EVEN with the absence of the Japanese tourists, its major market, homegrown authentic Japanese restaurant chain Nonki continues to reap better sales performance even at the height of the pandemic and is now considering adding more branches in the Visayas-Mindanao area.

In an interview, Ligaya Arong-Machida said her restaurant business was very fortunate that even at the height of pandemic lockdowns it still managed to keep the jobs of her 250 employees while catering to the rising demand for healthier food options.

“We were all surprised by the high interest of Cebuano diners in Japanese cuisine. Nonki became more in demand at the height of the pandemic because people have shifted to a healthier lifestyle. Stranded foreign tourists also became our regular customers, making up for the absence of our Japanese regulars,” said Machida, adding that they also saw the same trend in other Nonki branches across Visayas and Mindanao.

Recently, Machida opened the 10th branch of Nonki Japanese restaurant in the basement of JCenter Mall in Mandaue City.

Another branch is set to open in December this year inside the premier Nustar Resort and Casino at the South Road Properties in Cebu City.

“We have already signed a contract with the Nustar team for this expansion,” said Machida.

Nonki’s other branches are located in A.S. Fortuna St., Mandaue City, Mactan Tropical Center in Lapu-Lapu City, JPark Hotel branch, Nonki Teppanyaki inside JCenter Mall, SM City Cebu, One Pavilion Mall in Banawa, Davao City, Iloilo City and Bohol.

Machida hinted more branches are opening soon following invitations to open branches in other parts of the country including Metro Manila, but the woman entrepreneur said she’d rather focus on growing the brand’s presence across Visayas and Mindanao.

“We have invitations to open in Tacloban, Dumaguete, Cagayan de Oro and Boracay,” she said.

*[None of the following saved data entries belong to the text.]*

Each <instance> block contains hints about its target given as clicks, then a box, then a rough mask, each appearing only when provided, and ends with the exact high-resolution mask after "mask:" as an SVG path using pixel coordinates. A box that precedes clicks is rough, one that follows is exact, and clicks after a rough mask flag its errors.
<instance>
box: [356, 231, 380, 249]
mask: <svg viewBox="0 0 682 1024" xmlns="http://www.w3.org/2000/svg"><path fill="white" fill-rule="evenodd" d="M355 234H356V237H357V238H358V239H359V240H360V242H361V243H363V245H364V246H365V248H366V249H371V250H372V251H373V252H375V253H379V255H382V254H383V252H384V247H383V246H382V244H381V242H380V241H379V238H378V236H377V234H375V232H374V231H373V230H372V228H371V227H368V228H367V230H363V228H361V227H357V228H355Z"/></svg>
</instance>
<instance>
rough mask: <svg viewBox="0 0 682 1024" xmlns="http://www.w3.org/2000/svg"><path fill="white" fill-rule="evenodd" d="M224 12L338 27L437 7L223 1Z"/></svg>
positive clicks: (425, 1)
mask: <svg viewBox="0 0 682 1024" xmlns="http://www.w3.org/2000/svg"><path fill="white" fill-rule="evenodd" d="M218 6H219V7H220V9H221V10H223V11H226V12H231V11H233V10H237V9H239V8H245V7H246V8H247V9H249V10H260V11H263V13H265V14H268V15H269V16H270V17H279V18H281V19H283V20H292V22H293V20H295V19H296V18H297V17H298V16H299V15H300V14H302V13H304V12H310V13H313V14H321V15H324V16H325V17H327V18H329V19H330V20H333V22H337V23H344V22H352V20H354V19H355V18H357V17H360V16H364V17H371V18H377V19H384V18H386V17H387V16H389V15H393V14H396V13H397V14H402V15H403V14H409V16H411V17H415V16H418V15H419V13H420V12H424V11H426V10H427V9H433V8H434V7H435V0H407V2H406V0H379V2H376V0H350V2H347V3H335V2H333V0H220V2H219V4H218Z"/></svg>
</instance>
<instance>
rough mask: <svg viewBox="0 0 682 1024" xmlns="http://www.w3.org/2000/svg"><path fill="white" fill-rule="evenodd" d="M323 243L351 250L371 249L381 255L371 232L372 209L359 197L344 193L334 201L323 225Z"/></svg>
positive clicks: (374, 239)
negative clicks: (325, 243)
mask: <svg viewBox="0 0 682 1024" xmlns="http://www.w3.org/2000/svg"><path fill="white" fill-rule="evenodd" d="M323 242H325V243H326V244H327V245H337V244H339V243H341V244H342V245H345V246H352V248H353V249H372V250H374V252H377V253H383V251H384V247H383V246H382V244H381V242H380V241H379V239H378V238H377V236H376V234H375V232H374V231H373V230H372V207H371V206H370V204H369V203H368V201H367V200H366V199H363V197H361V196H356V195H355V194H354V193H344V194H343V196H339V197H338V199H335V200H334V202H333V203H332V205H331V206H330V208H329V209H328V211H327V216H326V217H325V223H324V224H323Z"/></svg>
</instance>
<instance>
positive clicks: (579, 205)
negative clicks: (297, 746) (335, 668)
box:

Surviving pandemic’s effect

Although the food business faced several challenges due to the lockdowns, Machida said her employees worked double-time to continue the restaurant’s operation even in the digital space.

Since indoor dining was limited some kitchen staff and servers volunteered to deliver orders booked online.

“Everyone really went the extra mile in helping the restaurant cope with the crisis. That is also one of the reasons we are still here in the business,” said Machida.

With the easing of restrictions and the economy fully opening up, Machida is optimistic sales would return to the pre-pandemic level.

“We have developed new markets over the course of two years. We’ve made ourselves present in the digital space, which means our customers can now easily reach us. We’ve set up outdoor dining and embarked on other innovations,” she said.

Machida added that she is also anticipating the return of foreign tourists to Cebu, particularly the Japanese.